7- Sonuç olarak kitabı okurken estetik, etik, entelektüel, mizahi ya da başka bir tür LEZZET almalıyım. Bunun neden olduğu ya da neden olmadığını çoğu zaman tam olarak anlayamayız. Kaba vuruşlarla oraya yaklaşmaya çalışırız.

8- Bir tür GUSTO geliştirir bazılarımız. Yemek konusunda, giyim konusunda ya da sanatta. Onlar bir tür eğitilmiş, deneyimli içgüdüyle nitelik terazileri olurlar. İyi derler, kötü derler. Kendi aralarında da anlaşamazlar, kavga ederler bazen. Yine de onları dinleyenler bulunur.
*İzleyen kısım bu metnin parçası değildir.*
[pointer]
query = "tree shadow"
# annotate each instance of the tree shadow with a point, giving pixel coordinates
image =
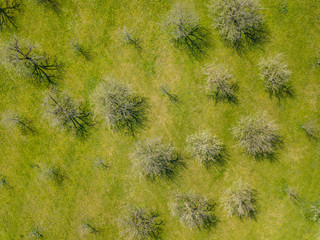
(253, 38)
(196, 41)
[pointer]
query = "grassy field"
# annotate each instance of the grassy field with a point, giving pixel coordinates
(100, 196)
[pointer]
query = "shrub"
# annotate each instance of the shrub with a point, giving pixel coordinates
(53, 4)
(311, 128)
(276, 75)
(129, 38)
(240, 201)
(194, 210)
(120, 106)
(208, 150)
(185, 30)
(62, 110)
(141, 223)
(155, 159)
(258, 136)
(8, 9)
(293, 195)
(42, 68)
(220, 86)
(239, 23)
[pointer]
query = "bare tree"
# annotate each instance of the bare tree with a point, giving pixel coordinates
(154, 159)
(220, 85)
(258, 136)
(276, 75)
(62, 110)
(239, 23)
(123, 109)
(186, 32)
(8, 9)
(207, 149)
(44, 69)
(141, 223)
(194, 210)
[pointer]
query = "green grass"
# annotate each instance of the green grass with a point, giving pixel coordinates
(101, 196)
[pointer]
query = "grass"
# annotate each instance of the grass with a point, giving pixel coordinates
(101, 195)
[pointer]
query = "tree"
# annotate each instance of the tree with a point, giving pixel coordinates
(194, 210)
(62, 110)
(240, 200)
(258, 136)
(122, 109)
(44, 69)
(186, 33)
(141, 223)
(8, 9)
(239, 23)
(220, 86)
(207, 149)
(276, 76)
(154, 159)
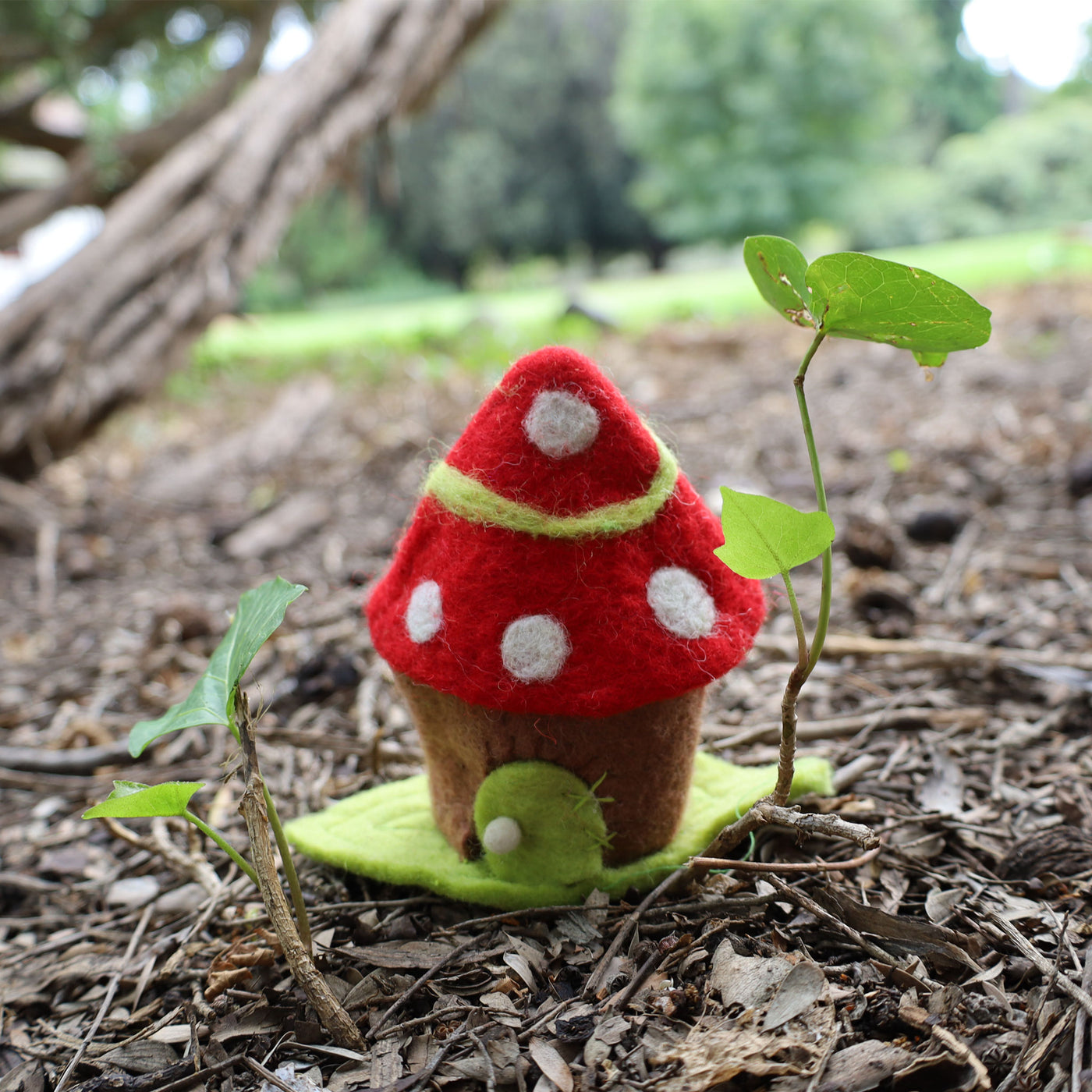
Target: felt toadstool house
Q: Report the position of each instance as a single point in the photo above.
(553, 616)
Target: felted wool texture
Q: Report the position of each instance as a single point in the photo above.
(562, 829)
(495, 447)
(622, 655)
(639, 760)
(388, 833)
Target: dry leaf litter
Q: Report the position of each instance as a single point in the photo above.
(955, 700)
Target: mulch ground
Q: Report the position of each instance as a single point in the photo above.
(955, 701)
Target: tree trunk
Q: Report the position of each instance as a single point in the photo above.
(176, 248)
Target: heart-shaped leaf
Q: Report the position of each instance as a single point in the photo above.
(764, 537)
(130, 800)
(873, 300)
(212, 699)
(778, 269)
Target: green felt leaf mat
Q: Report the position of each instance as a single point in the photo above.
(388, 835)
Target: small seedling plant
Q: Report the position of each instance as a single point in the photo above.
(215, 699)
(846, 295)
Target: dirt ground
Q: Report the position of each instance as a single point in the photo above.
(955, 702)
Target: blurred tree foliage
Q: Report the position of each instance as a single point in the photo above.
(106, 87)
(333, 247)
(1021, 171)
(760, 117)
(519, 156)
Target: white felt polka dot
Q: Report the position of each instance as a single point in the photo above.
(425, 612)
(535, 647)
(682, 603)
(502, 835)
(560, 424)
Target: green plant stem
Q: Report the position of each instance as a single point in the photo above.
(824, 619)
(222, 842)
(786, 755)
(807, 658)
(289, 870)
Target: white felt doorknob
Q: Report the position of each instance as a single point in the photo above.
(502, 835)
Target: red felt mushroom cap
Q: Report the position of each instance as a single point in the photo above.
(558, 562)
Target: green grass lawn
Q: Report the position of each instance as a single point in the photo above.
(478, 328)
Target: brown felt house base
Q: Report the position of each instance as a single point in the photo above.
(644, 757)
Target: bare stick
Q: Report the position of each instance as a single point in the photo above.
(1042, 963)
(760, 866)
(794, 895)
(108, 999)
(927, 651)
(193, 866)
(595, 979)
(804, 822)
(1080, 1026)
(434, 969)
(331, 1015)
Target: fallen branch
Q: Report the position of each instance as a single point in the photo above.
(336, 1021)
(1044, 966)
(76, 760)
(191, 866)
(927, 651)
(963, 718)
(112, 988)
(784, 867)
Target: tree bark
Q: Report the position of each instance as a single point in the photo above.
(176, 248)
(136, 152)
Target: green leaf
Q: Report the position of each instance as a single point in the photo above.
(764, 537)
(873, 300)
(130, 800)
(212, 699)
(778, 269)
(931, 360)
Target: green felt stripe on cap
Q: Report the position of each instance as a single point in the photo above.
(472, 500)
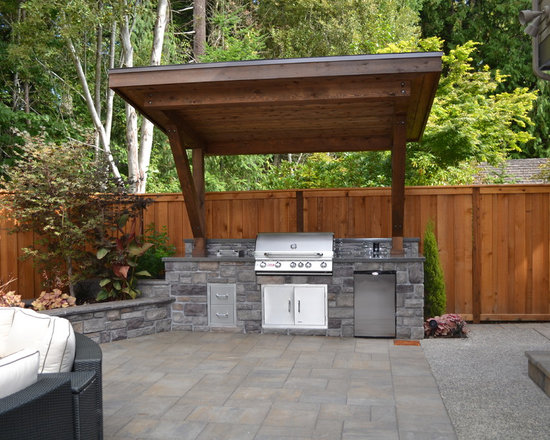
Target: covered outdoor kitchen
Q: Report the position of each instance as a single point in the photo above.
(299, 281)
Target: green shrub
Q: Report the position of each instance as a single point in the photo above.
(151, 260)
(435, 299)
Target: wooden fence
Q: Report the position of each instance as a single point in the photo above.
(494, 240)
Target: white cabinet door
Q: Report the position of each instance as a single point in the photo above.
(278, 305)
(310, 305)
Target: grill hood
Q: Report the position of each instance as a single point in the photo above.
(294, 253)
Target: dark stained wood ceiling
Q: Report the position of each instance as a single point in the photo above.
(347, 103)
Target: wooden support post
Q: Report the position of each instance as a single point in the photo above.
(189, 191)
(476, 255)
(398, 183)
(199, 250)
(299, 211)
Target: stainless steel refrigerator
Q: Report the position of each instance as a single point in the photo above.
(374, 303)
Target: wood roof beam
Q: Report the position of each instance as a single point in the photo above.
(186, 133)
(301, 145)
(187, 183)
(294, 92)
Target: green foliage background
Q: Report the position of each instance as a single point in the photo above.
(489, 105)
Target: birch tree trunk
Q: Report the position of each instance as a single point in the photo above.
(97, 86)
(199, 26)
(146, 139)
(131, 115)
(110, 92)
(105, 142)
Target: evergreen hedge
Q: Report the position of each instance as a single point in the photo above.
(435, 299)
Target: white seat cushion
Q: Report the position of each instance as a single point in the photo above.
(52, 336)
(18, 371)
(6, 319)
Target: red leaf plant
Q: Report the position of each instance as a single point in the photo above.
(446, 326)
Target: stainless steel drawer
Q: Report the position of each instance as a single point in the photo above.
(223, 294)
(222, 315)
(222, 305)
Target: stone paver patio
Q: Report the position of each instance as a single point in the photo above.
(222, 386)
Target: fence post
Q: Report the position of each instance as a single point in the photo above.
(299, 211)
(476, 254)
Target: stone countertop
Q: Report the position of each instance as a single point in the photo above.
(336, 260)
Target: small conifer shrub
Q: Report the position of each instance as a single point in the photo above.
(435, 299)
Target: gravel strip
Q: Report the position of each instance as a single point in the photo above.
(484, 383)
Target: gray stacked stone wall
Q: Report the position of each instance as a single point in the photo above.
(112, 321)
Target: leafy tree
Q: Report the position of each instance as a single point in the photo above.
(470, 120)
(504, 46)
(68, 200)
(435, 299)
(302, 28)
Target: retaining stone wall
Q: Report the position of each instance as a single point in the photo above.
(112, 321)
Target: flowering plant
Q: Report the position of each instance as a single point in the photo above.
(446, 326)
(53, 300)
(9, 298)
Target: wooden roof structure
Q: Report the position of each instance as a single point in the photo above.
(302, 105)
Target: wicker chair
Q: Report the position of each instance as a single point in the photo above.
(43, 410)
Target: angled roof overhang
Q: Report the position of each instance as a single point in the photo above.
(345, 103)
(303, 105)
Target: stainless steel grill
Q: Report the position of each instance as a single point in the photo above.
(295, 253)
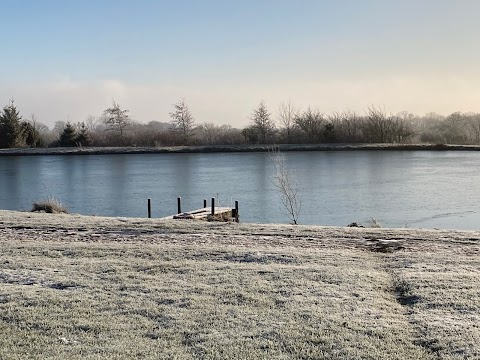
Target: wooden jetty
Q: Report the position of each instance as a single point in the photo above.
(211, 213)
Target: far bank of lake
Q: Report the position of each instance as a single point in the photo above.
(205, 149)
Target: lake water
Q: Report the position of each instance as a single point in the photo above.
(418, 189)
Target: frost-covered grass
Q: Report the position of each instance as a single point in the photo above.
(85, 287)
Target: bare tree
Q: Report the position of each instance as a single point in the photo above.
(311, 122)
(116, 119)
(286, 116)
(286, 183)
(183, 121)
(262, 123)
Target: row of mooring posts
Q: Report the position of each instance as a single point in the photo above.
(235, 212)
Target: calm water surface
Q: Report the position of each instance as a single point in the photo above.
(413, 189)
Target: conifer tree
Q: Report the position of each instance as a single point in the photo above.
(10, 127)
(84, 137)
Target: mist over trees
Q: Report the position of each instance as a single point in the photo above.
(287, 125)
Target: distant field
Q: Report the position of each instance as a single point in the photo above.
(76, 287)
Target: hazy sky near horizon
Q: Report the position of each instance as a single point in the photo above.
(64, 60)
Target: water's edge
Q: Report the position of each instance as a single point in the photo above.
(232, 148)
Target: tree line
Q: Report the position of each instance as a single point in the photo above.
(288, 125)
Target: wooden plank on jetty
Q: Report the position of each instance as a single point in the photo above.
(220, 214)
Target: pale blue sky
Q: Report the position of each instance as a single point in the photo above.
(67, 59)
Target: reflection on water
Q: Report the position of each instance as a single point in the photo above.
(414, 189)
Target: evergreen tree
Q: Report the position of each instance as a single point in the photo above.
(10, 127)
(31, 136)
(84, 137)
(69, 136)
(262, 123)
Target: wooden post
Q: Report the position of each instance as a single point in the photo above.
(236, 211)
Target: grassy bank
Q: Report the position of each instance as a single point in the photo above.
(231, 148)
(89, 287)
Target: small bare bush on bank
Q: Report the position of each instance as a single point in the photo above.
(51, 205)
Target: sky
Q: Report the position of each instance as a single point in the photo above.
(64, 60)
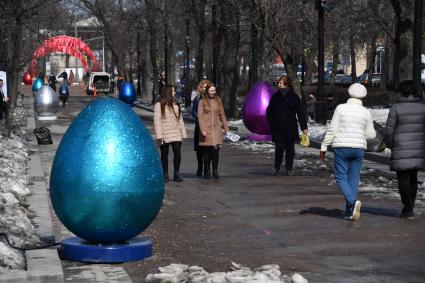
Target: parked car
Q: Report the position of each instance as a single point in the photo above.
(343, 79)
(364, 79)
(101, 81)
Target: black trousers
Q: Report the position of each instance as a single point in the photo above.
(408, 187)
(176, 146)
(289, 149)
(3, 109)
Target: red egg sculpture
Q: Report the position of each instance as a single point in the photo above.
(27, 78)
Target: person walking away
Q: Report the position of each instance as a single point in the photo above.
(52, 82)
(311, 106)
(169, 129)
(64, 93)
(71, 78)
(200, 92)
(64, 75)
(3, 101)
(211, 117)
(282, 113)
(348, 132)
(405, 136)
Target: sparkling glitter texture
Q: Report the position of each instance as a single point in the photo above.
(128, 93)
(254, 108)
(106, 182)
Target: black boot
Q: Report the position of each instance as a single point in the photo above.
(177, 177)
(200, 158)
(207, 164)
(164, 162)
(214, 158)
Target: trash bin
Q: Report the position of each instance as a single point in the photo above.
(43, 135)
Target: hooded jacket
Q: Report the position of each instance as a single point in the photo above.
(405, 134)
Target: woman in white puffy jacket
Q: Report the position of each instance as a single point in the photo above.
(169, 129)
(350, 127)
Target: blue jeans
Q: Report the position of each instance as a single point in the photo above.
(347, 164)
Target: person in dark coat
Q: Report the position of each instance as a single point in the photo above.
(405, 135)
(284, 108)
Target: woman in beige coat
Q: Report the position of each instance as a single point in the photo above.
(211, 117)
(169, 129)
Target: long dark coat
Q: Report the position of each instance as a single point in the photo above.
(284, 108)
(405, 134)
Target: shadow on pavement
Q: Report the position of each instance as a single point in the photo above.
(389, 212)
(334, 213)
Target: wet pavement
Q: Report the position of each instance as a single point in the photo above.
(252, 218)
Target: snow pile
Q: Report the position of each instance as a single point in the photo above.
(15, 225)
(235, 123)
(239, 274)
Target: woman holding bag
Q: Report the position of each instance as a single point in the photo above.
(169, 130)
(211, 117)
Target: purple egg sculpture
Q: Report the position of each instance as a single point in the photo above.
(254, 108)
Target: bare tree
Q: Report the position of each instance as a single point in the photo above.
(19, 17)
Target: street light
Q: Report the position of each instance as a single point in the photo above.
(187, 67)
(417, 42)
(321, 103)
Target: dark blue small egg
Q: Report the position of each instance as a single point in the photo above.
(106, 182)
(38, 83)
(128, 93)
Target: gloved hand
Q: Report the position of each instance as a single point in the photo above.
(322, 155)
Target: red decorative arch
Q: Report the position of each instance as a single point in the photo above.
(65, 44)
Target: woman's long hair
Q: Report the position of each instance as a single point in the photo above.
(167, 100)
(207, 100)
(200, 88)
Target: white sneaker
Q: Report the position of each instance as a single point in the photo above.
(356, 211)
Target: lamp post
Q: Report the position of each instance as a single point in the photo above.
(417, 42)
(187, 67)
(321, 104)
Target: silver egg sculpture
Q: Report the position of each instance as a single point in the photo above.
(46, 103)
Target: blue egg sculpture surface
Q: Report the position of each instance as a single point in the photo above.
(128, 93)
(106, 182)
(38, 83)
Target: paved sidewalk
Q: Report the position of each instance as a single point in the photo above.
(252, 218)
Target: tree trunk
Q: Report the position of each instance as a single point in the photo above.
(13, 68)
(353, 60)
(385, 64)
(229, 62)
(310, 64)
(146, 70)
(171, 52)
(218, 32)
(371, 59)
(253, 74)
(153, 51)
(335, 61)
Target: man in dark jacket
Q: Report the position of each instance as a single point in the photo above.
(405, 135)
(284, 108)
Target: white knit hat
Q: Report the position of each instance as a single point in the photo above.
(357, 90)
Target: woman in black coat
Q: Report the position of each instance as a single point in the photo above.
(405, 135)
(284, 108)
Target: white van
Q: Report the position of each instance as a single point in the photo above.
(101, 81)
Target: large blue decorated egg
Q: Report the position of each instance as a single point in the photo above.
(106, 182)
(128, 93)
(37, 84)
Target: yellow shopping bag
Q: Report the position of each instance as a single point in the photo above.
(305, 141)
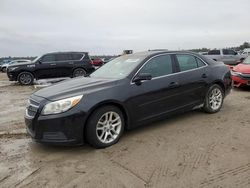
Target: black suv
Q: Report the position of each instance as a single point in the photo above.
(51, 65)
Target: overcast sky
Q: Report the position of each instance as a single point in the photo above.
(34, 27)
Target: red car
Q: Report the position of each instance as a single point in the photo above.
(241, 73)
(97, 62)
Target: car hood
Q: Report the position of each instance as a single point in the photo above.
(74, 87)
(242, 68)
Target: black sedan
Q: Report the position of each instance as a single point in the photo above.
(125, 93)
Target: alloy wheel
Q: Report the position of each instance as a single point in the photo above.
(108, 127)
(215, 99)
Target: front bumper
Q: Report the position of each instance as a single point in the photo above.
(12, 76)
(239, 81)
(59, 129)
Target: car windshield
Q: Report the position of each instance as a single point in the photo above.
(118, 68)
(247, 60)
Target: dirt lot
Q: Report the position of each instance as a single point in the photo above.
(189, 150)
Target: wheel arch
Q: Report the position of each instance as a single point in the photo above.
(108, 103)
(221, 84)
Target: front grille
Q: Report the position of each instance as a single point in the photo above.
(245, 76)
(31, 108)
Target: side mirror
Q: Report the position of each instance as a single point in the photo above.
(142, 77)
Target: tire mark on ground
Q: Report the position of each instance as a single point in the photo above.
(226, 174)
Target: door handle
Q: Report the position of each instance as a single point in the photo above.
(204, 75)
(174, 85)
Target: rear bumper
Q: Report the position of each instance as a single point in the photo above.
(238, 81)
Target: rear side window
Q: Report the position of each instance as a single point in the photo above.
(48, 58)
(76, 56)
(158, 66)
(188, 62)
(214, 52)
(63, 57)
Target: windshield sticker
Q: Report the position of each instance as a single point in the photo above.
(132, 60)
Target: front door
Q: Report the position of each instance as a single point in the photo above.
(158, 96)
(193, 78)
(46, 67)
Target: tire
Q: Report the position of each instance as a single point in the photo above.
(4, 69)
(79, 72)
(214, 99)
(100, 132)
(25, 78)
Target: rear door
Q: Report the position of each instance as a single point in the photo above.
(193, 79)
(46, 67)
(158, 96)
(64, 64)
Çünkü bunlar, temelde, yanlış da olsa kanaatlerini ikna edici bir dille izah ederler.

9-Bu bakımdan bir eleştiri yazısı da, bana göre, edebi bir dille yazılmalı. Tüvtürk muayene raporu gibi eleştiri olmaz. Eğlenceli olmalı. Acıtmalı. Güldürmeli. Birazcık da hakikat ihtiva etmeli.

Aklıma Gelen Birkaç Kaynak:

Berna Moran, Türk Romanına Eleştirel Bir Bakış, Edebiyat Kuramları ve Eleştiri

Yıldız Ecevit, Ben Buradayım (Diğer kitaplarına da bakılabilir sonra)

Edward Hallett Carr,  Dostoyevski

Henry Troyat, Gogol, Dostoyevski

Stefan Zweig, Üç Büyük Usta

Jale Parla, Don Kişottan Bugüne Roman

İsmet Özel, Şiir Okuma Kılavuzu

 

Aslında edebiyat teorisinden ve her türlü akademik metinden nefret ederim ama nasıl dişçilerden ve kıl dönmesi ameliyatlarından nefret etsek de onlarsız yaşayamıyorsak, biraz kuram da maalesef şart. Bu bakımdan ben, çok şükür okumam gerekenlerin en azını okuyarak kısmen paçayı kurtarmış şanslı bir insanım. Bahtin, Eagleton falan filan gibi tipleri okumadım. Okuduğum kadarını da çok şükür unuttum.

En önemli şey, bol bol edebi metin okuyarak kendi zevkimizi eğitmek. Ve özgüven. Allah herkese benim gibi cahil özgüveni versin diyerek herkesi saygıyla selamlıyorum.